Pergolakan Dan Runtuhnya Kerajaan
Kesultanan Bone menjadi yang terkuat pada seantero Sulawesi sehabis jatuhnya Kesultanan Gowa, dengan syarat yg demikian kerajaan Bone balik ketujuan awal ingin menjadi kerajaan yg & menyebarkan impak ke semua Sulawesi, akhirnya kerajaan Bone berhasil mengajak Kesultanan Luwu, Kesultanan Soppeng dan sejumlah negara kecil lain buat bersekutu menggunakan Bone. Setelah peralihan kekuasaan berdasarkan Inggris ke Belanda, suasana masih tetap hening, namun keadaan ini berubah waktu Sultan Bone mangkat dalam tahun 1823, dan digantikan oleh saudarinya Aru Datu yang bergelar I-Maneng Paduka Sri Ratu Sultana Salima Rajiat ud-din,
Pada masa pemerintahan Aru Datu kerajaan Bone mencoba merevisi Perjanjian Bongaya. GubJend. G.A.G.Ph. Van der Capellen antara lepas 8 Maret hingga 21 September 1824 mengadakan tandang ke Sulawesi & Kepulauan Maluku, seluruh penguasa tiba memberikan penghormatan juga termasuk perwakilan Ratu Bone, kecuali penguasa Suppa & Tanete. Van der Capellen melihat bahwa negosiasi menggunakan negaranegara tadi tidak akan membawa keuntungan apapun & menetapkan buat pulang ke Batavia, sekembalinya ke Batavia, sebuah ekspedisi dipersiapkan buat menghukum Bone menggunakan kurang lebih 500 prajurit diberangkatkan membawa 4 meriam, 2 howitzer, beserta 600 prajurit pembantu berdasarkan pribumi.

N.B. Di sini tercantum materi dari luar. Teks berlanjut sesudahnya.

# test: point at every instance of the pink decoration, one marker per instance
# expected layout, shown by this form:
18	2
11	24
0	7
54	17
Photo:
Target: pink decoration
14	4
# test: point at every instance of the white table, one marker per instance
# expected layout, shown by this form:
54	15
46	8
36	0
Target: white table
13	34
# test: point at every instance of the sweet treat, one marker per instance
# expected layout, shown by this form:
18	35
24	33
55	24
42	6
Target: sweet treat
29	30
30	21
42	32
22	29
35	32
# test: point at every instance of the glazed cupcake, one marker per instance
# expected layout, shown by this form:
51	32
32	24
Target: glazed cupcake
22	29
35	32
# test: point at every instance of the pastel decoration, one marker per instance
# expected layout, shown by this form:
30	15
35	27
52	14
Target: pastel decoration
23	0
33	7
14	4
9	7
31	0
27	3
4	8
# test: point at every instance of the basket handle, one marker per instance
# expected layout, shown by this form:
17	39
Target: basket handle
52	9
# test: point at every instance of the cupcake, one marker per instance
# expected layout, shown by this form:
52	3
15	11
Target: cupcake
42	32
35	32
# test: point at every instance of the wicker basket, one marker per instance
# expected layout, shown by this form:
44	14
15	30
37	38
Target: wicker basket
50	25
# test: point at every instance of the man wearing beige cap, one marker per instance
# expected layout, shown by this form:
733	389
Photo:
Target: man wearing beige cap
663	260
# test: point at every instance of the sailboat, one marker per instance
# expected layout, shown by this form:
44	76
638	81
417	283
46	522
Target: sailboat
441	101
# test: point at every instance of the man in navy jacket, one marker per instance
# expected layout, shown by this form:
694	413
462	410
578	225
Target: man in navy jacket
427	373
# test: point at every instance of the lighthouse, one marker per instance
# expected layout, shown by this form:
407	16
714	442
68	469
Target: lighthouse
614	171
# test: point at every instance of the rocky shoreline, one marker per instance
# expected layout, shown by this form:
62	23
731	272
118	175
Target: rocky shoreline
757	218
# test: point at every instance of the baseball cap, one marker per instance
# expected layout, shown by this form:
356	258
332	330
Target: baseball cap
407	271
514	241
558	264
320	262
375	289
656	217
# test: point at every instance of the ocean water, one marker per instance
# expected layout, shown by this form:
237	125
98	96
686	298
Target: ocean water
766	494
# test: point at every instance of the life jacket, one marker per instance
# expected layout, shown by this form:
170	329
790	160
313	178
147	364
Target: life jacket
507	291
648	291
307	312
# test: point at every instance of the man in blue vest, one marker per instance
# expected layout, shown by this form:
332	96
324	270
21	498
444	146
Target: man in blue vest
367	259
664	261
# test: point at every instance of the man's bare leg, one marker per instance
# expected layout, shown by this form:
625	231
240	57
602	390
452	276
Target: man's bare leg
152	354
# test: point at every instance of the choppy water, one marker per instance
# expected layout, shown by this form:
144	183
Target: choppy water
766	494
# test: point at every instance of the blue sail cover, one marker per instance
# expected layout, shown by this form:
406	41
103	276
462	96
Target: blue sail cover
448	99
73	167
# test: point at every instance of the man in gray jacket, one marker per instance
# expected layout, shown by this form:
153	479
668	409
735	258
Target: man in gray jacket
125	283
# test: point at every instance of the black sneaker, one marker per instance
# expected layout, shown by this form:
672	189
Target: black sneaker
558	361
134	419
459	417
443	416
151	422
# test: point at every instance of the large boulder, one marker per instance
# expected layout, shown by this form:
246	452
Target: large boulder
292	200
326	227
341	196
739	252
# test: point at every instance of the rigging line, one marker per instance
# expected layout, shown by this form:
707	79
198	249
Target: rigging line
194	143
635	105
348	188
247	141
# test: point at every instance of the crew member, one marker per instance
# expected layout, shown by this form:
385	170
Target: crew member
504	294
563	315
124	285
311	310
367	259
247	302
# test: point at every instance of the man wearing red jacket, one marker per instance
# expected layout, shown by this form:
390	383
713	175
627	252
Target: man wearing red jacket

Letnan kolonel Hubert Joseph Jean Lambert de Stuers kala itu menjadi pimpinan pasukan yang dikirim untuk menghukum Bone, Meskipun pasukan tersebut telah mendekati kerajaan, pasukan tersebut masih saja gagal ketika akan mendarat karena adanya gerakan perlawanan dari Tanete dengan harapan dapat memukul mundur sebelum penyerbuan ke ibukota dilakukan oleh pasukan Belanda, Hubert de Stuers akhirnya berhasil menduduki kerajaan dengan susah payah, karena kalah dalam pertempuran Aru Datu kemudian menyerahkan diri dan diasingkan dipedalaman oleh Belanda. Meskipun demikian Aru Datu tetap melancarkan aksi serangan walau dalam pengasingan walau akhirnya serangan –serangan yang dibangun selalu dapat ditumpaskan oleh pasukan Belanda.